A federal jury in California found that a Monsanto's Roundup grasshopper caused a 70-year-old cancer, the second major blow to the company for a year.
The six-member jury of the San Francisco Federal Civil Court unanimously concluded on Tuesday that glyphosate – Roundup's main ingredient – was a "significant factor" in Edwin Hardman's non-Hodgkin's lymphoma.
The jury's verdict is the second out of a long list of future lawsuits. About 11,200 plaintiffs, claiming to be exposed to glyphosate, sue the company as of January 28, according to its annual report filed with the Securities and Exchange Commission (SEC).
Hardeman's lawyers said the older man developed non-Hodgkin's lymphoma after using Roundup to inject its properties for almost three decades.
Wednesday, Hardeman's trial began its second phase, where the jury will decide whether the company is responsible and possibly awarding damage to Hardeman. The next phase will focus on how Groundup was marketed and if the company hid the product's alleged risk.
A lawyer for Hardeman was not immediately available for comment.
In August 201
Monsanto was bought by pharmaceutical giant Bayer last year for $ 63 billion.
In a statement, Bayer defended his product.
"We are disappointed with the jury's first decision, but we continue to firmly believe that science confirms that glyphosate-based herbicides do not cause cancer. We are confident that the evidence in phase two will show that Monsanto's behavior has been appropriate and that the company should not be responsible for Mr. Hardeman's cancer, says the company's statement.
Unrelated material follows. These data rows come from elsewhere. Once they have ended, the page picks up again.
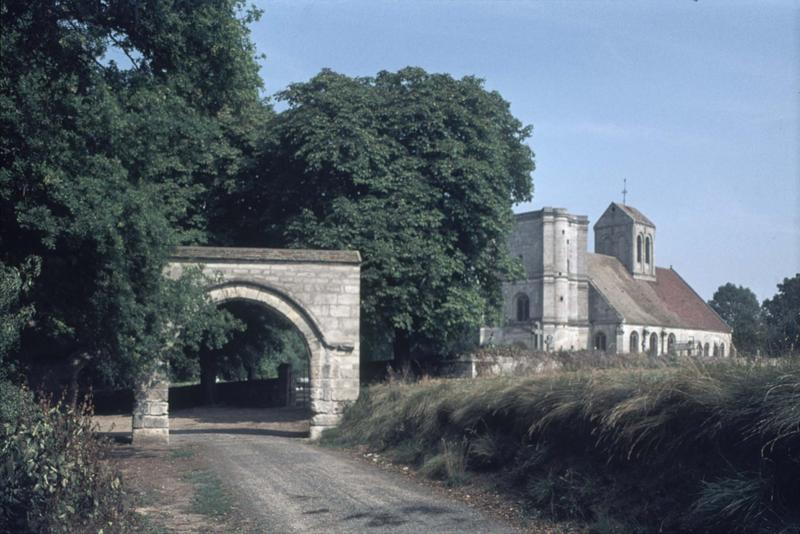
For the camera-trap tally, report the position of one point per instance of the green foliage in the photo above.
(418, 172)
(54, 475)
(685, 446)
(103, 169)
(738, 306)
(782, 316)
(13, 315)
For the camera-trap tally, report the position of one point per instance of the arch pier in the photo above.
(318, 291)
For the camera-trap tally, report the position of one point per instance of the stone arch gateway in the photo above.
(318, 291)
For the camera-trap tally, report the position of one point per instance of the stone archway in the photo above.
(317, 291)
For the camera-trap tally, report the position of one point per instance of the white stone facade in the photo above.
(566, 302)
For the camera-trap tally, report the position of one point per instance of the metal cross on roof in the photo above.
(624, 190)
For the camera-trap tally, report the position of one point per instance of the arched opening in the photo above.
(523, 307)
(653, 344)
(263, 362)
(600, 341)
(634, 342)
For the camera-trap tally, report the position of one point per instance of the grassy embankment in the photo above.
(684, 446)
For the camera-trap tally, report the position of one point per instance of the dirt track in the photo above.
(281, 483)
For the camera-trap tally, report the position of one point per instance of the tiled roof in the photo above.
(637, 215)
(668, 302)
(682, 300)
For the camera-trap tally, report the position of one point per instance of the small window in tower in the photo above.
(523, 307)
(634, 342)
(600, 341)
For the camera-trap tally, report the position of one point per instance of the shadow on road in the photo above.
(246, 431)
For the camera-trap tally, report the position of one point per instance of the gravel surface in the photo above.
(290, 486)
(281, 483)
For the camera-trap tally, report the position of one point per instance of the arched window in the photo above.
(639, 249)
(523, 307)
(634, 342)
(600, 341)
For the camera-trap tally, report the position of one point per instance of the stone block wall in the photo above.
(151, 411)
(319, 292)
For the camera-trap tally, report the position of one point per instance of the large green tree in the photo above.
(782, 317)
(418, 172)
(738, 306)
(105, 165)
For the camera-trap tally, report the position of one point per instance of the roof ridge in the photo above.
(696, 294)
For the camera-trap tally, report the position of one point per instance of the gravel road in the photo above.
(289, 485)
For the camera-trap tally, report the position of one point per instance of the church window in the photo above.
(634, 342)
(600, 341)
(653, 344)
(523, 307)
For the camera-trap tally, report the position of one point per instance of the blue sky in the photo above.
(696, 104)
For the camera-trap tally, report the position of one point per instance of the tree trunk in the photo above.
(76, 364)
(401, 347)
(208, 377)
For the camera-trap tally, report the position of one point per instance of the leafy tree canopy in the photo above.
(782, 317)
(103, 167)
(418, 172)
(738, 306)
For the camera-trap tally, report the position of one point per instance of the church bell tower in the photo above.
(625, 233)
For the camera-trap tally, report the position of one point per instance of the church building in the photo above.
(616, 300)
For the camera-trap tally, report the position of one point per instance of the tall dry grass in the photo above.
(688, 445)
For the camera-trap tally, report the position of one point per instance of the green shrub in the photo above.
(52, 468)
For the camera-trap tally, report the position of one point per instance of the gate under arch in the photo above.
(318, 291)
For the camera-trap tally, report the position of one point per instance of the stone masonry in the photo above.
(317, 291)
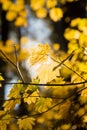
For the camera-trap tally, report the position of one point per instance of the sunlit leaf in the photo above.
(51, 3)
(26, 123)
(41, 13)
(31, 98)
(39, 54)
(43, 104)
(6, 5)
(56, 14)
(11, 15)
(37, 4)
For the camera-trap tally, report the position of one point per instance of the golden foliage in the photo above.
(37, 4)
(56, 14)
(41, 13)
(51, 3)
(11, 15)
(43, 104)
(26, 123)
(39, 54)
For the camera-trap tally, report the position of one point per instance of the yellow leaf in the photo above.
(55, 46)
(6, 5)
(56, 14)
(43, 104)
(75, 22)
(12, 7)
(26, 123)
(38, 54)
(11, 15)
(24, 40)
(37, 4)
(23, 13)
(45, 71)
(9, 105)
(51, 3)
(23, 54)
(41, 13)
(31, 98)
(21, 21)
(71, 34)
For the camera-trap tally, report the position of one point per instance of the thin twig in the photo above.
(7, 58)
(41, 84)
(63, 61)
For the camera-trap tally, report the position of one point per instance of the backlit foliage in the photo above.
(56, 97)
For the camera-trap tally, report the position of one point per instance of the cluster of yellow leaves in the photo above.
(31, 93)
(26, 123)
(14, 97)
(43, 104)
(77, 36)
(40, 56)
(43, 7)
(16, 11)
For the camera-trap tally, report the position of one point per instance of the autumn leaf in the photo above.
(38, 54)
(6, 5)
(37, 4)
(56, 14)
(43, 104)
(41, 13)
(51, 3)
(26, 123)
(20, 21)
(45, 71)
(31, 98)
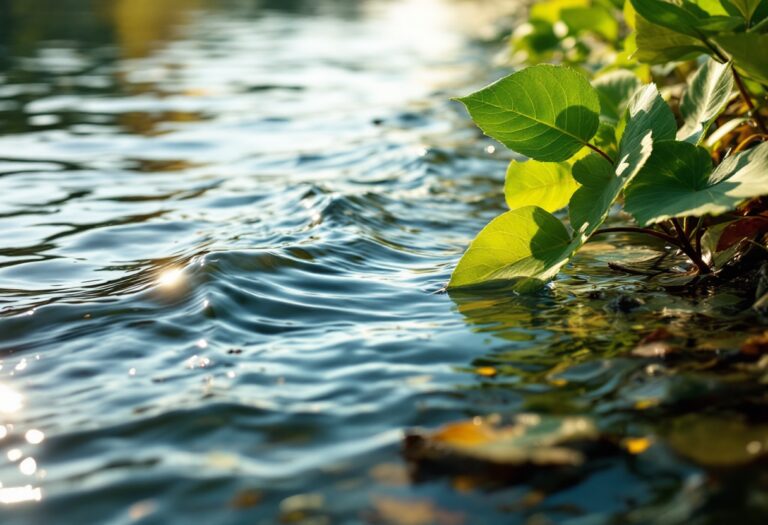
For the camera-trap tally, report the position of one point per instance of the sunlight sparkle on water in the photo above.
(12, 495)
(170, 278)
(28, 466)
(10, 400)
(34, 436)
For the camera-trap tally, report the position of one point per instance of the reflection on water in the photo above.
(224, 230)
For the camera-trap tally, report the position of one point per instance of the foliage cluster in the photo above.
(614, 123)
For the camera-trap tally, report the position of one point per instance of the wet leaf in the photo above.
(636, 445)
(547, 113)
(527, 245)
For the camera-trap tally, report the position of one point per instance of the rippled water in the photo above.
(225, 228)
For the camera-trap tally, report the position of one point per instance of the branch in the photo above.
(645, 231)
(692, 254)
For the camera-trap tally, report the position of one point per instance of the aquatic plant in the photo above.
(590, 145)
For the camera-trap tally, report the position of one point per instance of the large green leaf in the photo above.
(706, 97)
(524, 245)
(545, 112)
(749, 52)
(746, 7)
(668, 15)
(548, 185)
(678, 181)
(648, 119)
(659, 45)
(615, 90)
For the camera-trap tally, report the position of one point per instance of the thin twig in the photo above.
(645, 231)
(600, 152)
(692, 254)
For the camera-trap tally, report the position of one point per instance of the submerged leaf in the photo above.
(527, 245)
(678, 181)
(548, 185)
(531, 440)
(706, 97)
(545, 112)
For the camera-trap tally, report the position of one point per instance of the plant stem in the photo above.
(645, 231)
(685, 245)
(600, 152)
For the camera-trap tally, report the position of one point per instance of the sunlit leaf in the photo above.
(647, 119)
(548, 185)
(545, 112)
(550, 10)
(748, 51)
(593, 19)
(659, 45)
(746, 7)
(527, 245)
(669, 15)
(678, 181)
(706, 97)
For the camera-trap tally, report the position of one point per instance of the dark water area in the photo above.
(224, 232)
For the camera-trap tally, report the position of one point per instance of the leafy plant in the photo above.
(591, 143)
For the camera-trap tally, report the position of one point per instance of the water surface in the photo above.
(225, 231)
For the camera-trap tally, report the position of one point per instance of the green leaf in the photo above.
(706, 97)
(748, 51)
(668, 15)
(659, 45)
(592, 19)
(646, 111)
(548, 185)
(648, 119)
(591, 203)
(746, 7)
(523, 245)
(615, 90)
(545, 112)
(678, 181)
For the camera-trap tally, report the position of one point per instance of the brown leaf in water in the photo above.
(755, 345)
(745, 228)
(393, 511)
(246, 499)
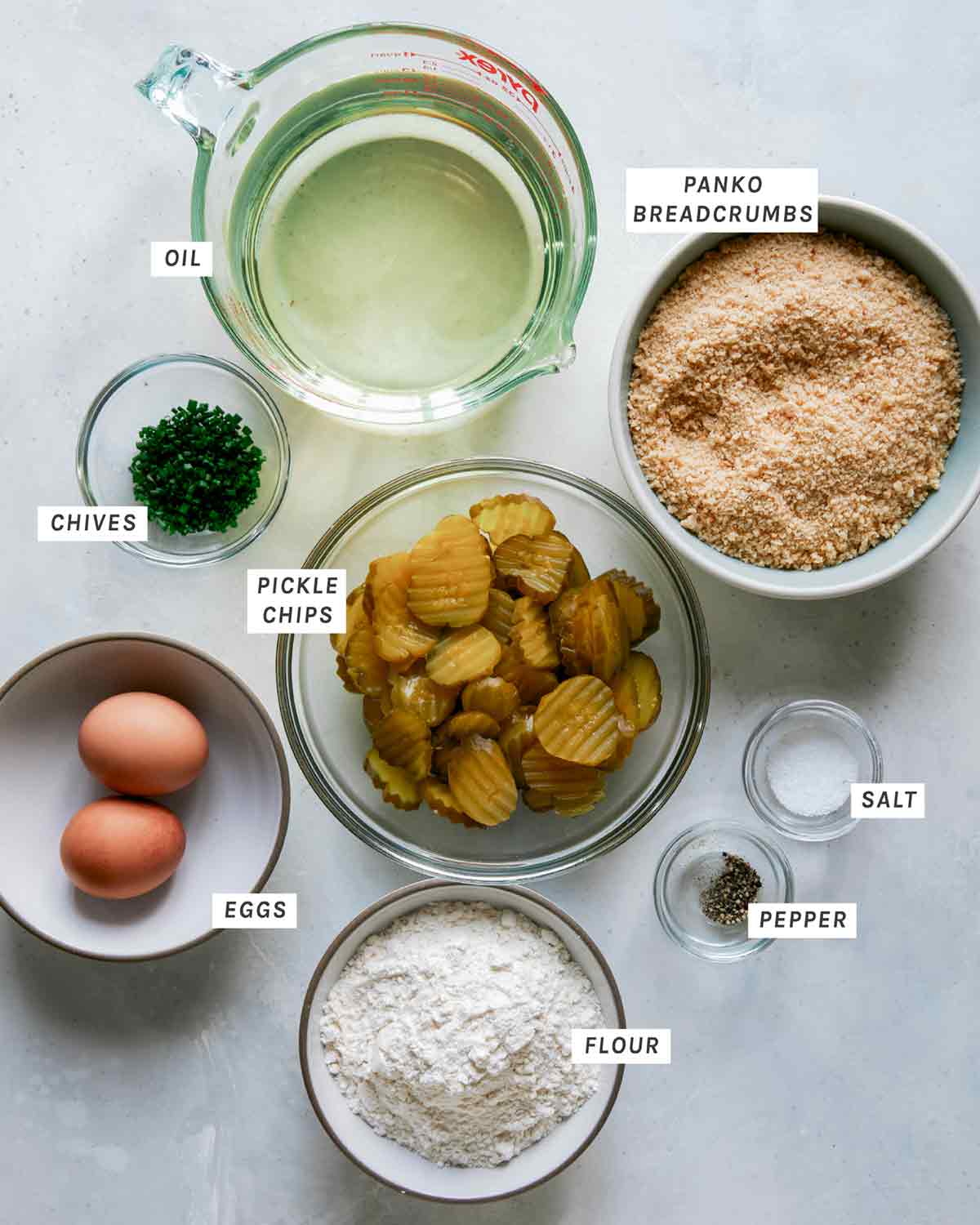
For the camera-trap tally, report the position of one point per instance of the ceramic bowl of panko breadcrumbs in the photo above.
(502, 975)
(799, 414)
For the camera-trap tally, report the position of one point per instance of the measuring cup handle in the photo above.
(193, 90)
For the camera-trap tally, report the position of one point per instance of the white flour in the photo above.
(450, 1033)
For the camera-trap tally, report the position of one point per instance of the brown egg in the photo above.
(142, 744)
(120, 848)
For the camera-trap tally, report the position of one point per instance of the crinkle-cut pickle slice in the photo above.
(537, 565)
(499, 614)
(472, 723)
(482, 783)
(492, 695)
(419, 693)
(365, 669)
(394, 784)
(463, 656)
(531, 634)
(403, 742)
(451, 575)
(578, 720)
(512, 514)
(531, 683)
(399, 636)
(637, 602)
(439, 798)
(647, 678)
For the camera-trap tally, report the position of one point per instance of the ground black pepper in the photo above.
(725, 901)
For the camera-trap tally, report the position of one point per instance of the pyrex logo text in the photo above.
(517, 86)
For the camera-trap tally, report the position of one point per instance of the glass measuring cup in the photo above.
(257, 130)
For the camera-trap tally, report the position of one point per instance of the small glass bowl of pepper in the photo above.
(705, 882)
(222, 470)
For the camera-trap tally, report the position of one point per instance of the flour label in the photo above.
(684, 200)
(620, 1046)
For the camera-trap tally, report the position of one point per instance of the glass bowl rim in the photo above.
(745, 948)
(546, 865)
(274, 416)
(817, 832)
(372, 411)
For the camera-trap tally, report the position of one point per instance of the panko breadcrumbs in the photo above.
(794, 397)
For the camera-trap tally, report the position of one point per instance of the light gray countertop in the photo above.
(818, 1082)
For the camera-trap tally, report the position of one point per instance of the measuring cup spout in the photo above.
(194, 91)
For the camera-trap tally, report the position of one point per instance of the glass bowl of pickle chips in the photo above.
(523, 679)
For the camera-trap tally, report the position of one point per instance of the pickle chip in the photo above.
(647, 678)
(355, 617)
(573, 789)
(472, 723)
(482, 783)
(531, 683)
(497, 697)
(450, 573)
(365, 669)
(463, 656)
(636, 599)
(439, 798)
(403, 742)
(510, 514)
(394, 784)
(531, 634)
(537, 565)
(578, 722)
(419, 693)
(516, 737)
(399, 636)
(499, 615)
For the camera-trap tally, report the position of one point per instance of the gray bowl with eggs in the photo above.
(938, 514)
(234, 815)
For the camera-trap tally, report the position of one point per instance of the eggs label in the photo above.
(620, 1046)
(680, 200)
(296, 600)
(252, 911)
(808, 920)
(92, 523)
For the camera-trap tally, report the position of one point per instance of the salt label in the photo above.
(899, 800)
(620, 1046)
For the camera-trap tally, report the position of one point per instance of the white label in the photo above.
(681, 200)
(296, 602)
(92, 523)
(252, 911)
(181, 259)
(620, 1046)
(904, 800)
(803, 920)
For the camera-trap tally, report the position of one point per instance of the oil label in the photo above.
(620, 1046)
(904, 800)
(803, 920)
(252, 911)
(85, 523)
(181, 259)
(683, 200)
(296, 600)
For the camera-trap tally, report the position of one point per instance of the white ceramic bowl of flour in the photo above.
(938, 514)
(399, 1166)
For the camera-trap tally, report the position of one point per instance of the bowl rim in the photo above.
(419, 889)
(764, 580)
(754, 744)
(666, 860)
(648, 806)
(276, 421)
(158, 639)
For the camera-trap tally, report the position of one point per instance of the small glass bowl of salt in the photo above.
(799, 766)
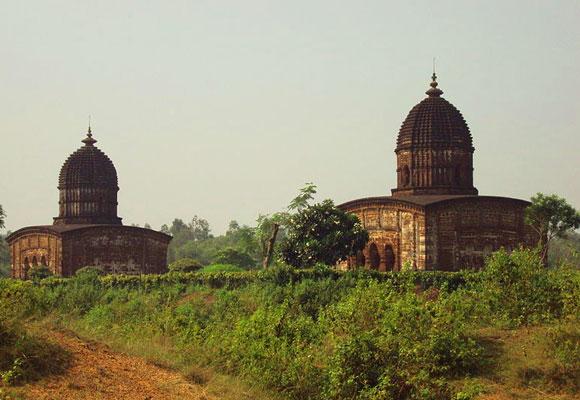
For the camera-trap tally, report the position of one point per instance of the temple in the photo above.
(87, 231)
(435, 219)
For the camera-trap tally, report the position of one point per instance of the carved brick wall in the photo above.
(461, 233)
(396, 235)
(117, 249)
(34, 250)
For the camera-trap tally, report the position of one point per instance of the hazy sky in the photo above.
(225, 108)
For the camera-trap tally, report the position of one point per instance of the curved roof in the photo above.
(421, 201)
(434, 122)
(60, 230)
(88, 166)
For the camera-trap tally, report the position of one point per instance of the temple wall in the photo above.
(35, 249)
(118, 250)
(396, 236)
(461, 233)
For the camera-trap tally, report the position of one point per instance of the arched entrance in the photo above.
(360, 259)
(374, 258)
(25, 268)
(389, 258)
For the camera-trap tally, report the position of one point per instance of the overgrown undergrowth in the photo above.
(321, 334)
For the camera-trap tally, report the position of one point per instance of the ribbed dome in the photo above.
(434, 150)
(88, 166)
(88, 187)
(434, 122)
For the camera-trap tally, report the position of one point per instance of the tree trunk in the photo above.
(270, 250)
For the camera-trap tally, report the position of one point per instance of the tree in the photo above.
(164, 229)
(185, 265)
(233, 227)
(235, 257)
(2, 216)
(269, 226)
(199, 228)
(550, 216)
(322, 233)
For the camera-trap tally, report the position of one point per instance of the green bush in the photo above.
(221, 268)
(519, 290)
(235, 257)
(185, 265)
(316, 333)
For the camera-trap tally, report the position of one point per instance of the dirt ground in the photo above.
(98, 373)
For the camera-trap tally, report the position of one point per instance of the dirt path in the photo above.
(96, 372)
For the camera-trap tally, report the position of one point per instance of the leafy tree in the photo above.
(550, 216)
(269, 226)
(185, 265)
(199, 228)
(322, 233)
(39, 272)
(233, 227)
(234, 257)
(164, 229)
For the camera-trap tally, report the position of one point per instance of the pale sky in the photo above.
(225, 108)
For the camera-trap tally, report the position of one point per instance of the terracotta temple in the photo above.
(434, 218)
(87, 231)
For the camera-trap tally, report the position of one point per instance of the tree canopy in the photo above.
(2, 216)
(551, 216)
(322, 233)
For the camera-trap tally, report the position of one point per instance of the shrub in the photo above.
(235, 257)
(185, 265)
(519, 290)
(39, 272)
(90, 270)
(221, 268)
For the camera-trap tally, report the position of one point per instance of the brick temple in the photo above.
(87, 231)
(434, 218)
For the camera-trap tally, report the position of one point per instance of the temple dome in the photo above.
(88, 187)
(434, 122)
(434, 149)
(88, 166)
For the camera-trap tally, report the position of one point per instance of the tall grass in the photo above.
(313, 334)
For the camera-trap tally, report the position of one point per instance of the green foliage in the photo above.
(185, 265)
(318, 333)
(2, 217)
(519, 290)
(221, 268)
(322, 233)
(4, 257)
(92, 271)
(235, 257)
(551, 216)
(39, 272)
(565, 250)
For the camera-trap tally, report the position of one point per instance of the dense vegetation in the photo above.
(319, 333)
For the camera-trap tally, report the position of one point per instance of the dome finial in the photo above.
(89, 141)
(434, 91)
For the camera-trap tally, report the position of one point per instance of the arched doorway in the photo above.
(389, 258)
(26, 268)
(360, 259)
(375, 259)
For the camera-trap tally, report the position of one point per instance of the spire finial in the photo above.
(89, 141)
(434, 91)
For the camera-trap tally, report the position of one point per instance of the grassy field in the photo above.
(510, 331)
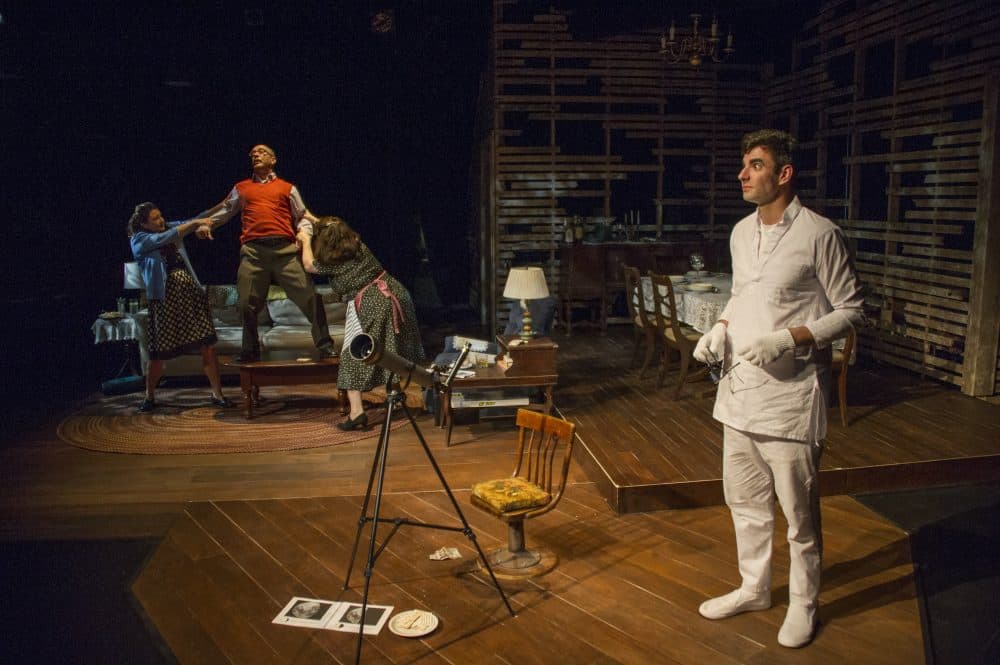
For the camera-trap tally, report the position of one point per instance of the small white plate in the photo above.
(413, 623)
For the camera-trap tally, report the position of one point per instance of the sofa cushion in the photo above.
(230, 339)
(221, 295)
(297, 338)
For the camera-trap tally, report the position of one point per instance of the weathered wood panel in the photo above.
(892, 100)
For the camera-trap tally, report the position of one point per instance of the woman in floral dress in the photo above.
(381, 306)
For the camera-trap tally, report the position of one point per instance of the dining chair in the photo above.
(642, 326)
(541, 471)
(675, 334)
(842, 359)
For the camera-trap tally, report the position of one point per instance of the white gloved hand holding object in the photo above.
(768, 348)
(712, 345)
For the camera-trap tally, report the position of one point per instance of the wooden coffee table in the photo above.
(278, 368)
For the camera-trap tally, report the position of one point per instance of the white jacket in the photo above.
(807, 280)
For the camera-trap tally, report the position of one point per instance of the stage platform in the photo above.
(646, 451)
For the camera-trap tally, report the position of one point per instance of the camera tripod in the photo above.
(396, 398)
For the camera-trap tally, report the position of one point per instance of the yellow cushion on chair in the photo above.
(511, 494)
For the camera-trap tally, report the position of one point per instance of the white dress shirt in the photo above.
(795, 273)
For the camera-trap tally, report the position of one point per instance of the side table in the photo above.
(520, 364)
(125, 331)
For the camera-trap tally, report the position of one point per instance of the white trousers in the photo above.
(755, 469)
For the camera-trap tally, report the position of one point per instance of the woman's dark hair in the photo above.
(334, 241)
(139, 217)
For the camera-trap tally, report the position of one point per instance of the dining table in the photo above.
(698, 306)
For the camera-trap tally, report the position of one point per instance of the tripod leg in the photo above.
(381, 457)
(378, 467)
(467, 530)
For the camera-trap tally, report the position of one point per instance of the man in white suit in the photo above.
(795, 291)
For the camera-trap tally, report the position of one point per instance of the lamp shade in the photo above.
(133, 276)
(526, 283)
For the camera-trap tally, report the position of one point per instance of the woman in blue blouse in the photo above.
(180, 319)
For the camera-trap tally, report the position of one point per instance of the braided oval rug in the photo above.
(185, 422)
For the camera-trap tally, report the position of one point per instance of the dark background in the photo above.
(107, 104)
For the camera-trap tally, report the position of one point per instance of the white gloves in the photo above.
(712, 345)
(767, 348)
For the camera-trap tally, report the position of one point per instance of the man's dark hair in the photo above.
(781, 145)
(139, 217)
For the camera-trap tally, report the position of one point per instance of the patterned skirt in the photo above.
(182, 321)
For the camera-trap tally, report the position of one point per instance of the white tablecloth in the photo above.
(114, 330)
(698, 309)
"As early as the 1980s, Monsanto was aware of the carcinogenic properties of the glyphosate." Hardeman sets requirements. In 1985, the Environmental Protection Agency's ("EPA") Toxicology Branch published a memo glyphosate as "possible human carcinogens with limited evidence of carcinogens."
The lawsuit shows several studies that link glyphosate to cancer activity. The American Cancer Society lists the drug as a "likely carcinogen" and determines that it is "probably human carcinogen" by the International Cancer Research Agency, part of the World Health Organization.
Bayer says more than 800 studies submitted to EPA, European and other regulators "confirm that these products are safe when used as directed", including a 2018 independent National Cancer Institute-supported long-term study that "found no relationship between glyphosate – based herbicides and cancer, says the company's statement.
The Bayer stock fell sharply on Wednesday, dropping nearly 10 percent, or $ 1.83 to close at $ 17.84 per share.